Zoom into the thyroid and you find it built from thousands of hollow spheres called thyroid follicles. Each is a ring of follicular cells surrounding a central pool of thick, protein-rich fluid called colloid. This is unusual: most glands ship hormone out the moment they make it, but the thyroid stockpiles weeks of supply right inside these tanks.

The colloid is mostly one giant protein, thyroglobulin. Think of it as a long necklace of beads, where certain beads (tyrosine amino acids) are the spots where iodine will be attached. Thyroid hormone is built on this scaffold and stored there until needed — a clever design that buffers you against day-to-day swings in iodine intake.

Step one: trapping the iodine

Iodine in your blood is scarce, so the follicular cell pumps it inward against the odds. A protein pump on the cell's blood-facing side actively drags iodide ions inside, concentrating them dozens of times over their level in the blood. This is iodide trapping, and it is the first committed step of hormone-making.

Step two: the peroxidase does the chemistry

Once iodide reaches the colloid edge, a single enzyme runs almost the whole show: thyroid peroxidase (TPO). It performs three jobs in sequence — it activates the iodide, attaches it to the tyrosine beads on thyroglobulin, and then couples pairs of those iodinated beads together.

  1. Organify: TPO sticks iodine onto tyrosine beads, making MIT (one iodine) and DIT (two iodines).
  2. Couple DIT + DIT (two + two iodines) → T4, which carries four iodine atoms.
  3. Couple DIT + MIT (two + one iodine) → T3, which carries three iodine atoms.
  4. The finished hormones stay parked on thyroglobulin in the colloid until a signal calls for release.
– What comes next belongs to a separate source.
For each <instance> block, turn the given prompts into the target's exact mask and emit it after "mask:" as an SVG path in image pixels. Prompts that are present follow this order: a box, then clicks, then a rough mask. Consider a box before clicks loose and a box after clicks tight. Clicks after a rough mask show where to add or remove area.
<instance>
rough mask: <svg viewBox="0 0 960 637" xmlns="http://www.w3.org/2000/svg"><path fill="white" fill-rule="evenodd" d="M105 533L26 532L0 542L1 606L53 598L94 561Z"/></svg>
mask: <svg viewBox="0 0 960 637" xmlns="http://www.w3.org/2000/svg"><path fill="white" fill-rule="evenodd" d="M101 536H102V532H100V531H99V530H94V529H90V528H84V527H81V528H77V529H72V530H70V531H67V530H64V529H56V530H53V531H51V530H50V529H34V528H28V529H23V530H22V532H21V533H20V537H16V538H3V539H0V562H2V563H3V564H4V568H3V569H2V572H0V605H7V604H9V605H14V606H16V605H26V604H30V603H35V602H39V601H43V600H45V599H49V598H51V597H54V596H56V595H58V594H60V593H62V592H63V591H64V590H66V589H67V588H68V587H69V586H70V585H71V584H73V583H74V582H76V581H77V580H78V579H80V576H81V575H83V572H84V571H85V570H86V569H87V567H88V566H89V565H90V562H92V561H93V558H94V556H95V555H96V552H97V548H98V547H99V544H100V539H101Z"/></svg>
Step three: release into the blood

When the body needs hormone, the follicular cell sips droplets of colloid back inside and chops the thyroglobulin necklace apart with enzymes, freeing T4 and T3 to enter the blood. Notice the proportions: the gland releases roughly fifteen times more T4 than T3. T4 is really a long-lived reserve form — a prohormone that the body converts to the more potent T3 out in the tissues, which is the subject of Guide 3.

IODINE'S JOURNEY THROUGH THE FOLLICLE

  blood  ──[trap]──▶  cell  ──▶  colloid
  (iodide)            pump        |
                                  | thyroid peroxidase (TPO):
                                  |   1. iodine onto tyrosine  -> MIT, DIT
                                  |   2. DIT + DIT  -> T4  (4 iodines)
                                  |   3. DIT + MIT  -> T3  (3 iodines)
                                  v
                          stored on thyroglobulin
                                  |
                       [signal to release]
                                  v
               cell chops thyroglobulin -> T4 + T3 into blood
                          (~15 parts T4 : 1 part T3)
From a salt shaker to the bloodstream: the full assembly line in one picture.